Training a GPT is pretty standard for a nn (gradient descent w.r.t a loss function). Of course, you also need to use the standard bag of tricks when training a GPT (i.e. use the Adam optimizer, find the optimal learning rate, regularization via dropout and/or weight decay, use a learning rate scheduler, use the correct weight initialization, batching, etc …). Though the real challenge to training a good GPT model is the ability to scale the data and the model. For scaling data, you’ll want a corpus of text that is big, high quality, and diverse.

  • Big means billions of tokens (terabytes of data). For example, check out The Pile, which is an open source pre-training dataset for large language models.

  • High quality means you want to filter out duplicate examples, unformatted text, incoherent text, garbage text, etc …
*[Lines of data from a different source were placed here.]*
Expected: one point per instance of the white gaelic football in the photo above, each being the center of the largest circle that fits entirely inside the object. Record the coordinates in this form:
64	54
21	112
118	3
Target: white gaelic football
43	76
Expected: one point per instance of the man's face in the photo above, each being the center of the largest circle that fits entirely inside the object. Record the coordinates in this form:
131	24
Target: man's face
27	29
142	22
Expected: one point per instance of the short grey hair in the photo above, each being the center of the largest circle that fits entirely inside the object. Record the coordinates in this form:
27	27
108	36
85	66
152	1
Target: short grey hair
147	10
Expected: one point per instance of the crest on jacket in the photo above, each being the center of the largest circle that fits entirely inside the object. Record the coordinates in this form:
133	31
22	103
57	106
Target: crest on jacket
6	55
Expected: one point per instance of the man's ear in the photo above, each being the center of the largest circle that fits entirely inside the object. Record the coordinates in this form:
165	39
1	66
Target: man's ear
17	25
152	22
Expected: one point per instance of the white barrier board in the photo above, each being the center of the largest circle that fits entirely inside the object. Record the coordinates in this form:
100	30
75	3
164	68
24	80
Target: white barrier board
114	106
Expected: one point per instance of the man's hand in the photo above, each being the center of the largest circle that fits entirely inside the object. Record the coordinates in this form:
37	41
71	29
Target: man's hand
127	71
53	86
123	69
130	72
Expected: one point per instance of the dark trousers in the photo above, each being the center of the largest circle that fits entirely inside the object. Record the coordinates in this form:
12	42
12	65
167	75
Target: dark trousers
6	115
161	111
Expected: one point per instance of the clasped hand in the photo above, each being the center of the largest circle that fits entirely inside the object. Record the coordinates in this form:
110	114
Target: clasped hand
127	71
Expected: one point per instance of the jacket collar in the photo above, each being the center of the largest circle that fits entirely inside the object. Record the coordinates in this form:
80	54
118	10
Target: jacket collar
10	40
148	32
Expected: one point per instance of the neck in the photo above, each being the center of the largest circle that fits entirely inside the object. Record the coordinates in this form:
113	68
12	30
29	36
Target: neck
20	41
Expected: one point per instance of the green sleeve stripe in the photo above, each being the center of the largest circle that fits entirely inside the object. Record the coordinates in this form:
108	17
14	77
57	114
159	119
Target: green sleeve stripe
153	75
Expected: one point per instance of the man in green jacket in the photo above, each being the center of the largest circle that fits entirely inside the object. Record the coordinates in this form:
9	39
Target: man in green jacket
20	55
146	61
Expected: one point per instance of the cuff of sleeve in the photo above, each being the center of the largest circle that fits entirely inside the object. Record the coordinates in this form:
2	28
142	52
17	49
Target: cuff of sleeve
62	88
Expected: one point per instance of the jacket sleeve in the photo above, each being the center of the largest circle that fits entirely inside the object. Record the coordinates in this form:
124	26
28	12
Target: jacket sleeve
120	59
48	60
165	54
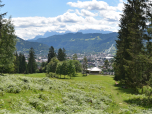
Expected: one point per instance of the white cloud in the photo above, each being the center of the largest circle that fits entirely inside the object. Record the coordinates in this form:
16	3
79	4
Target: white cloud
92	5
86	13
106	18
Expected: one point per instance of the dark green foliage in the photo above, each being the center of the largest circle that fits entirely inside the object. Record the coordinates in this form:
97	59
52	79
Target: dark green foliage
7	44
85	65
51	53
32	66
22	63
106	65
59	70
43	67
132	60
52	65
16	63
65	68
78	66
78	42
71	69
61	54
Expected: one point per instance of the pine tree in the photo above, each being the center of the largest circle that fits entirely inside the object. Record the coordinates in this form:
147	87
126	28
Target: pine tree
16	63
51	53
65	68
71	69
32	66
85	65
7	44
63	54
60	55
130	55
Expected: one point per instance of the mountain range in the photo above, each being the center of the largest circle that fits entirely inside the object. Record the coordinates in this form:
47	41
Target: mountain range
24	46
48	34
72	42
79	42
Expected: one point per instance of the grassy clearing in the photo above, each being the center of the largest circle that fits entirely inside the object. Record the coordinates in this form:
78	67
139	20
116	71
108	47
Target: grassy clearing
92	94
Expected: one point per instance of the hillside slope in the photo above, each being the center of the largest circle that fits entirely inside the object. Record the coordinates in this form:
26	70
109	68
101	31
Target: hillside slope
24	46
79	42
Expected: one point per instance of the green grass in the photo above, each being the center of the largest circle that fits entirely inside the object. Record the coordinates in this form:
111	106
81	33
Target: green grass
121	98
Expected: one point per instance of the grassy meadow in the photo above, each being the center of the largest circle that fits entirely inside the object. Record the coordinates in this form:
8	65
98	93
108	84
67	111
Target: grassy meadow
92	94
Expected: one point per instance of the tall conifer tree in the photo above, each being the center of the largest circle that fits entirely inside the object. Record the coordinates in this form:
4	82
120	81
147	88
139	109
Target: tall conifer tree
7	43
51	53
129	57
32	66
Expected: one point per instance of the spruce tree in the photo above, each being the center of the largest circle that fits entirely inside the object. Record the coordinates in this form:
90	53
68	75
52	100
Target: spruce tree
129	58
51	53
16	63
7	44
85	65
60	55
32	66
63	54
  • Diverse means varying sequence lengths, about lots of different topics, from different sources, with differing perspectives, etc … Of course, if there are any biases in the data, it will reflect in the model, so you need to be careful of that as well.

Scaling the model to billions of parameters involves a cr*p ton of engineering (and money lol). Training frameworks can get absurdly long and complex. A good place to start would be Lillian Weng’s How to Train Really Large Models on Many GPUs. On the topic there’s also the NVIDIA’s Megatron Framework, Cohere’s Training Framework, Google’s PALM, the open source mesh-transformer-jax (used to train EleutherAI’s open source models), and many many more.

Evaluation#

Oh boy, how does one even evaluate LLMs? Honestly, it’s really hard problem. HELM is pretty comprehensive and a good place to start, but you should always be skeptical of benchmarks and evaluation metrics.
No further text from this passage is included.